P. S. Got the last cheap copy of the book by the grandson, Cousin J. Lawrence Brasher, The Sanctified South. Notice that Find a Grave has John Lakin Brasher dying in 1961, contrary to the 100th birthday celebration below. Click on the tombstone and you see that the year is 1971. Some of us lived a long time.

  • Name: Rev. Dr. John Lakin BRASHER
  • Sex: M
  • Birth: 20 JUL 1868 in Etowah County, Alabama
  • Death: 25 JAN 1971 in Etowah County, Alabama
  • Burial: Brasher Church Cemetery, Brasher Spring, Etowah County, Alabama
  • Note:
    Dr. John L. Brasher was a famous Methodist minister, who lived at Attalla, Alabama, where at his 100th birthday celebration, he preached an hour-long sermon. He owned a Methodist boook, printed in 1818, and inscribed "James Brasher, Sr., his book." According to his obituary, he was survived by three sons and four daughters, but the 1910 Census of Marshall Co., AL names a boy not listed in the obituary.

    In one news article about his 100th birthday: "Dr. Brasher has lived long enough to see his son, the Rev. James Hendricks Brasher, reach retirement age. He retired at the annual meeting of the Philadelphis Conference earlier this year."
    At Birmingham Southern College, shortly before his 101st birthday, he preached a memorial service for conference members who had died during the previous twelve months.

    In his sermon, he recalled the history of the Chrisian Church from the death of Jesus to the present, placing special emphasis on the spiritual side of the faith. His profound sincerity and quick wit frequently stirred the audience of several thousand delegates from near tears to outbursts of laughter. It left little doubt that heis not only the oldest member of the conference, but one of the most aware. "It's not the wrinkles on the face that makes folks old.
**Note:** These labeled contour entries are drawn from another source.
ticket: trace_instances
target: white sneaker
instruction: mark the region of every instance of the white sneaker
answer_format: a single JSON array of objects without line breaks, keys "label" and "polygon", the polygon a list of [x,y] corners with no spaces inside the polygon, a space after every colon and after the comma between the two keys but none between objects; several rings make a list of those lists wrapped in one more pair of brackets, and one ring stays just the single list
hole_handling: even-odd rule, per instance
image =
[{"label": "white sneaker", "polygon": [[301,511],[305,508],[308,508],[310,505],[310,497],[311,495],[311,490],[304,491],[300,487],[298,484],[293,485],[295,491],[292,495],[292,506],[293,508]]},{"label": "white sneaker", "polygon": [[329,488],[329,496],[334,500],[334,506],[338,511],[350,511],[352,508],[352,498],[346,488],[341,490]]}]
It's the wrinkles on their spiritual life," proclaimed Dr. Brasher, who limits his sermons to "whenever I feel up to one." He lives on the family's old home place at Brasher's Springs, some seven miles west of Attalla. (from B'ham News, Wed, Jun 11, 1969)

    1. Lakin is an uncommon name, and I thought almost all of them were descendants of the 17th-century Massachusetts immigrant William Lakin of Groton. Is this fellow part of a branch that moved south, or is he perhaps an independent occurrence?

      See: Douglas Richardson, "The English origin of the Lakin family of Reading and Groton, Massachusetts, with the possible origin of the Bloods of Reading and Groton," The American Genealogist, 71: 142-148, 1995

      1. It's the only occurrence in the family I know of. Larkin is not uncommon in Laurens County, SC (e.g., "Asa Larkin Tindall") and I see Larkin T. Basher Sr and Larkin Terrence Brasher Jr on 282-283 of the big A BRAZIER/BRASHER SAGA. I did not know about John Lakin Brasher until this morning.